Secrets of Guadalcanal

One of the ships sunk during the battle.

The battle started in August of 1942.

The film then talks about coast watchers who kept track of Japanese movements, and the crytologists who broke the Japanese naval code JN25.

The Allies find out that the Japanese were building an airfield on Guadalcanal.

If they finished it then they could cut off the sea routes from the United States to Australia, leaving the Americans with no choice but to attack the island.

Yamamoto had warned the Emperor that, if they went to war, he could win for six months, but beyond that the American industrial might would give them the edge.

After Doolittle bombed Tokyo and some of his planes flew right over the Emperor's palace it was decided to attack Midway.

The Japanese planned to attack Port Moresby so the United States sent two carriers to the Coral Sea. The Lexington carrier caught fire and had to be abandoned. There was one Japanese carrier damaged so they gave up on the Port Moresby invasion.

The Japanese plan of attack.

At this point in the battle the Japanese did not know the American carriers were nearby and they had also failed to totally cripple Midway Island. The planes returned to their carriers to refuel.

After losing a lot of planes and pilots the course of the war was changed in five minutes when the American dive-bombers found the Japanese carriers and attacked. Three of the four Japanese carriers were destroyed. The film skips some aspects of the battle including the fact that a fourth Japanese carrier was destroyed.

Since Japan could not quickly replace lost ships (the Americans could, though, and that became a major factor in the eventual United States victory), it meant that all their holdings in the Pacific were subject to attack.

A southern approach to attacking Japan was accepted. Because of some difficulties between the Army and the Navy the area was divided into parts that the Army would attack and parts that the Navy would attack.

Task 1, the attack on Guadalcanal, was assigned to the Navy to carry out.

The beaches were taken without opposition. The entire operation, though, was riddled with problems since the soldiers were fairly new and the Navy pilots had no experience with amphibious operations. On nearby islands, though, the Americans faced stiff Japanese resistance.

The Americans took the airfield. The battle itself for the island took six months with the Japanese wanting the airfield back and able to do a lot of resupplying of their troops and attacking the Americans at night.

One goal of the Japanese was to destroy the American transports. The Japanese wiped out almost all the defending ships but then withdrew, thinking carrier planes would attack them in the morning.

The Japanese launched an attack on the Marines but without using any ship or any planes. They were beaten back with heavy losses.

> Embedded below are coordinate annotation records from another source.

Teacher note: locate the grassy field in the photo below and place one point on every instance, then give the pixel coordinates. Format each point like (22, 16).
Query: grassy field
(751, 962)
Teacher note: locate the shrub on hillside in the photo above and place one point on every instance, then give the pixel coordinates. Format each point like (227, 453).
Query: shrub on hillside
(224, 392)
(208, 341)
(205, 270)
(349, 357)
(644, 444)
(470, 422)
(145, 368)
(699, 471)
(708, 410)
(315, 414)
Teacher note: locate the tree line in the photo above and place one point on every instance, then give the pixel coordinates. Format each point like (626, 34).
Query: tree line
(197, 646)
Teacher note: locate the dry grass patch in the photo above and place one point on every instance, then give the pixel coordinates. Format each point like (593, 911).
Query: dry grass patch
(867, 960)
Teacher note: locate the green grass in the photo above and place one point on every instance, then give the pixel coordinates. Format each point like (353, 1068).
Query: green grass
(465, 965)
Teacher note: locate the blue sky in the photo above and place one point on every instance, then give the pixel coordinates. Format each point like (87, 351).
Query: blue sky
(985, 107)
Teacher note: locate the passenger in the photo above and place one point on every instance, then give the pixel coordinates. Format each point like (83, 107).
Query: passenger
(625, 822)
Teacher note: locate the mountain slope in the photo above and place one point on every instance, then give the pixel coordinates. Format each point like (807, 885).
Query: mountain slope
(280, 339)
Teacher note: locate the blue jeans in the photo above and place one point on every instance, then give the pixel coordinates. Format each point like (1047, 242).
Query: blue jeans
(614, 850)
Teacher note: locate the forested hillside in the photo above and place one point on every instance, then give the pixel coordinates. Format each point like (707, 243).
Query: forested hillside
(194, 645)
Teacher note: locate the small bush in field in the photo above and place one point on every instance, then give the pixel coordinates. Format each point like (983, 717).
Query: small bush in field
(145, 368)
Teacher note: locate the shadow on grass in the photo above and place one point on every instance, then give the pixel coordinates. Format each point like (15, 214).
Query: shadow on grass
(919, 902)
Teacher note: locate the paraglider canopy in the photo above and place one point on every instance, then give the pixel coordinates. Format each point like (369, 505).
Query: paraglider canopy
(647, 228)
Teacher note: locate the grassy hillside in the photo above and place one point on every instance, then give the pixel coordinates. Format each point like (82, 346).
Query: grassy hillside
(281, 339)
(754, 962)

The Americans sank a light Japanese carrier. They didn't send any planes to protect the bombers, though. They had their fighter planes launched and wait overhead for the expected Japanese attack.

The carrier Enterprise was badly damaged. The next day American planes flying from Henderson Field on Guadalcanal attacked the Japanese transports.

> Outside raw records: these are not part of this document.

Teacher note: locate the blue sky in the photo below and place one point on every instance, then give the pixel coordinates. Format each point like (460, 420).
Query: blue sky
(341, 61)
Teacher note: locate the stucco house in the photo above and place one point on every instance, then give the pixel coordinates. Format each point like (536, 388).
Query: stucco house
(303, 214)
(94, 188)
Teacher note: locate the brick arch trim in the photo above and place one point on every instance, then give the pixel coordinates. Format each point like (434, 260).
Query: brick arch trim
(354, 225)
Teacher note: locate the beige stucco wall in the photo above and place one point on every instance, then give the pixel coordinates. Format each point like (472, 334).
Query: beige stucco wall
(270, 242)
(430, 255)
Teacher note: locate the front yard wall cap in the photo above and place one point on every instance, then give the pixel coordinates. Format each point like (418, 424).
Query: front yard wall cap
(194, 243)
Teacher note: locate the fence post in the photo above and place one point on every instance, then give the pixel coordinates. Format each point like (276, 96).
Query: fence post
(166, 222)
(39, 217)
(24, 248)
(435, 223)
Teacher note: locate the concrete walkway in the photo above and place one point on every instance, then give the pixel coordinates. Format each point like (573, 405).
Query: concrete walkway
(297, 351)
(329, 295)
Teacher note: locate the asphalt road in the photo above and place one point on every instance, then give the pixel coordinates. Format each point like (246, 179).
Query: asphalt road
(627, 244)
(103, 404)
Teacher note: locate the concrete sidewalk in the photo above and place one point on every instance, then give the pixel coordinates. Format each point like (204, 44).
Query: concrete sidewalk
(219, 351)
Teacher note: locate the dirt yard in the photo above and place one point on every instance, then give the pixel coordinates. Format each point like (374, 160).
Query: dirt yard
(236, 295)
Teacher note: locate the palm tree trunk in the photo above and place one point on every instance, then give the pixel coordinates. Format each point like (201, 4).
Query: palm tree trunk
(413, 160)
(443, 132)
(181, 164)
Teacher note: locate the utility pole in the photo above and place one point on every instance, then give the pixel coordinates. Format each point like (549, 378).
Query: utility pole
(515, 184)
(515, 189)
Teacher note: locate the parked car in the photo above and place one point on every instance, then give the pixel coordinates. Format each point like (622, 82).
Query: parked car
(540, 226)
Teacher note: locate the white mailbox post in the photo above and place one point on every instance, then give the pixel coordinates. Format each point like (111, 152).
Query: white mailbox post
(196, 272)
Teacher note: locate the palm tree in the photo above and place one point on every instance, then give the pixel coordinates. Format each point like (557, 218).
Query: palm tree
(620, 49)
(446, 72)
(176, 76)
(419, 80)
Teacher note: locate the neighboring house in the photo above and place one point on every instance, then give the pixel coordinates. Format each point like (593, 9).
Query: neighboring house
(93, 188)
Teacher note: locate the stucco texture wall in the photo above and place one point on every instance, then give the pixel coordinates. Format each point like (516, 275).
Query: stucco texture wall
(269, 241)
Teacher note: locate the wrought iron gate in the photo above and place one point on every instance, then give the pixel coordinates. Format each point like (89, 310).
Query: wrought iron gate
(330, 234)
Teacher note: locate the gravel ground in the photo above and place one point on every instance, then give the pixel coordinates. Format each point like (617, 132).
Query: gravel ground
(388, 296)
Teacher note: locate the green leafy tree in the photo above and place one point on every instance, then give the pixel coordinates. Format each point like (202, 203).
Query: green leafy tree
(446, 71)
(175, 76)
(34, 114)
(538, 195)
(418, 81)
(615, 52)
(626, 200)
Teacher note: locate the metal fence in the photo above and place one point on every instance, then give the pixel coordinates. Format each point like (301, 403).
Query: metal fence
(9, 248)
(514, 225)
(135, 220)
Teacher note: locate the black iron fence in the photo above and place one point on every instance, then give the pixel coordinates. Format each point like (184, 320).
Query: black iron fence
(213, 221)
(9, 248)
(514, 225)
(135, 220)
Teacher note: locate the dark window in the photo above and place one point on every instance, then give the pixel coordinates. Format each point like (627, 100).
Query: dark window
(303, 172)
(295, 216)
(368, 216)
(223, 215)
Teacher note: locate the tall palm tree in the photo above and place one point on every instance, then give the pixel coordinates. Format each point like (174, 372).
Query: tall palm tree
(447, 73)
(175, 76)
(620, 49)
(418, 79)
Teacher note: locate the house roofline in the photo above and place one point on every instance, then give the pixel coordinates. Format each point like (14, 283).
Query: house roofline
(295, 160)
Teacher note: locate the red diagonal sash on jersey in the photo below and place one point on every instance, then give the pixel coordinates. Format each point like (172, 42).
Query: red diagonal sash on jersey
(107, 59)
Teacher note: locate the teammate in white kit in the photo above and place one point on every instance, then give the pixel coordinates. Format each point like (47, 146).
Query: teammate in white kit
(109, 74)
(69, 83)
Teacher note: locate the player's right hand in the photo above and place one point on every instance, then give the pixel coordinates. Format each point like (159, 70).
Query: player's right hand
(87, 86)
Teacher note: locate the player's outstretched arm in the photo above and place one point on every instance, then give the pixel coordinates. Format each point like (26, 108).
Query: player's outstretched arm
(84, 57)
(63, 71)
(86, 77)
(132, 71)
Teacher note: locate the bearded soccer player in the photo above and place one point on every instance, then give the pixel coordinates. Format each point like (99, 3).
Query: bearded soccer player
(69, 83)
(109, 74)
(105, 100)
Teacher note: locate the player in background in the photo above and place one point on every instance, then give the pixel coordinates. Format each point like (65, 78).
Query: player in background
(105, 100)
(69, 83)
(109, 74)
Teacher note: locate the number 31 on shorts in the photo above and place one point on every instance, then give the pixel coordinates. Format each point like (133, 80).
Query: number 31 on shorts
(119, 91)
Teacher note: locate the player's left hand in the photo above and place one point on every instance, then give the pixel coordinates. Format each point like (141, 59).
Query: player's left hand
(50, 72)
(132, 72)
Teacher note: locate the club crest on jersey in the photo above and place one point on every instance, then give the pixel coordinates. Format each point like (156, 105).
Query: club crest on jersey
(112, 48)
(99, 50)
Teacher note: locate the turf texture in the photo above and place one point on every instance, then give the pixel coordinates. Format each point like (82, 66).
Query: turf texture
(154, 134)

The Japanese planned another major attack.

During the subsequent battle the carrier Hornet was hit by bombs, torpedoes, and two kamikaze planes also attacked.

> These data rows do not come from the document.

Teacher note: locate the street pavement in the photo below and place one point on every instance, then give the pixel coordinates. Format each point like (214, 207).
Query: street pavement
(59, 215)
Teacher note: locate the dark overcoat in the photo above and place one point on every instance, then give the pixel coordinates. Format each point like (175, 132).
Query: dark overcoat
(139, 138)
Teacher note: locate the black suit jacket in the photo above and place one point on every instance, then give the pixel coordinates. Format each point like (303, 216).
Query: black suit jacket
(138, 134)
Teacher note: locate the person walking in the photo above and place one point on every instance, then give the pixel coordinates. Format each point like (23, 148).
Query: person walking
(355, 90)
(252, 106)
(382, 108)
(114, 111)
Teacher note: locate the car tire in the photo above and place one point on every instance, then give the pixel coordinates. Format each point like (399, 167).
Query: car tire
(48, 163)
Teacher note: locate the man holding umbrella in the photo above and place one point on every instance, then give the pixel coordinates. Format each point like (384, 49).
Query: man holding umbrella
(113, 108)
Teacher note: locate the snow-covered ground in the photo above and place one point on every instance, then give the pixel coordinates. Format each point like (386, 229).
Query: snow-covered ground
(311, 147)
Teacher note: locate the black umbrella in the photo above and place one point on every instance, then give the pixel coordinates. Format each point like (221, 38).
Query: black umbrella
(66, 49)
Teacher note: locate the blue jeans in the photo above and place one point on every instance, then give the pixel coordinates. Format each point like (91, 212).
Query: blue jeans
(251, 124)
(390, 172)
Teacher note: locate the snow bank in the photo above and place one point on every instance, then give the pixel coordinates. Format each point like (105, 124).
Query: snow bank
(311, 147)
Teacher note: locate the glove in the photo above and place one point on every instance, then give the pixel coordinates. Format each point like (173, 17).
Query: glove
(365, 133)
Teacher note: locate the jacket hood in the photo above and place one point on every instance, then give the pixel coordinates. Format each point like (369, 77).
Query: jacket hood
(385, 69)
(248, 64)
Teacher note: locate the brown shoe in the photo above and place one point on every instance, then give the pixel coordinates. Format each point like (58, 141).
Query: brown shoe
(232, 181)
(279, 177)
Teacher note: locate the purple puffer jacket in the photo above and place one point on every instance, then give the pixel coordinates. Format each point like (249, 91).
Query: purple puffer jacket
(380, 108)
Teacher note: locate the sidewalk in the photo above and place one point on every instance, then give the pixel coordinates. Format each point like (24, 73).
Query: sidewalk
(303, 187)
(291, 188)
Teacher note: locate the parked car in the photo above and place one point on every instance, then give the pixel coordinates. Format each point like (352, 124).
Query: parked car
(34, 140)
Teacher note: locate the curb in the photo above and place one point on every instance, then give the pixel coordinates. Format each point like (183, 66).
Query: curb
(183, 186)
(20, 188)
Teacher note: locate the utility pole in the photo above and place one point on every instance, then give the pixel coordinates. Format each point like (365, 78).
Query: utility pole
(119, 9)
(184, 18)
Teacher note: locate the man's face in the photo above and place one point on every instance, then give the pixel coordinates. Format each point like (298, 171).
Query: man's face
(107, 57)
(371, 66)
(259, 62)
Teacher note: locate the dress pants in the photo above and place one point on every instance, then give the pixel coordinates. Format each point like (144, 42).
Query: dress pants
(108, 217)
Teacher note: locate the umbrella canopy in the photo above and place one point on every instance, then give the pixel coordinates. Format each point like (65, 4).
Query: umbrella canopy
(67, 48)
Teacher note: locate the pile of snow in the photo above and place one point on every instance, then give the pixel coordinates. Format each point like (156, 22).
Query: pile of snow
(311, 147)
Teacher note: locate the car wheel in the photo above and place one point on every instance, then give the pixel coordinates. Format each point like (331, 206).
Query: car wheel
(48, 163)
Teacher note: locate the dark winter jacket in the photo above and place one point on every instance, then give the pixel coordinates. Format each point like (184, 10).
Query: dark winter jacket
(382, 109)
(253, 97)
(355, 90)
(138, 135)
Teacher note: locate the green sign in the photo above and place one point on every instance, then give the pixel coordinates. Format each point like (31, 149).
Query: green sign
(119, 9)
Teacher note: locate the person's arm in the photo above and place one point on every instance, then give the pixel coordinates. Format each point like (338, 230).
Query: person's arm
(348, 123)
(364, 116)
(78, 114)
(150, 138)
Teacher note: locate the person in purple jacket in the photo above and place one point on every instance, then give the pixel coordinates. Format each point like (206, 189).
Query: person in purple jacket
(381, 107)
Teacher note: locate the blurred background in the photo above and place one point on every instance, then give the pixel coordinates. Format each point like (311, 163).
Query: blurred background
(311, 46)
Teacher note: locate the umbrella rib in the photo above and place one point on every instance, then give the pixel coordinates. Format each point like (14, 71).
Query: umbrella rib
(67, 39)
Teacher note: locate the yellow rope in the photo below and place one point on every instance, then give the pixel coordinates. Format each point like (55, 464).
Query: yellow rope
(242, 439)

Although this part of the battle was a technical win for the Japanese, in effect it was a loss since they lost so many planes, veteran pilots and technical crews.

There were more ship battles, and the United States lost more ships, but they still had more ships in reserve and gradually they got the upper hand on the Japanese ships. The Americans also had more planes that they could use in their attacks and the Japanese efforts to keep putting more troops on Guadalcanal began to fail.

Natives killed some of the starving Japanese and cut their heads off. By the end of the battle the Japanese suffered 25,000 dead and around 1,000 taken prisoner.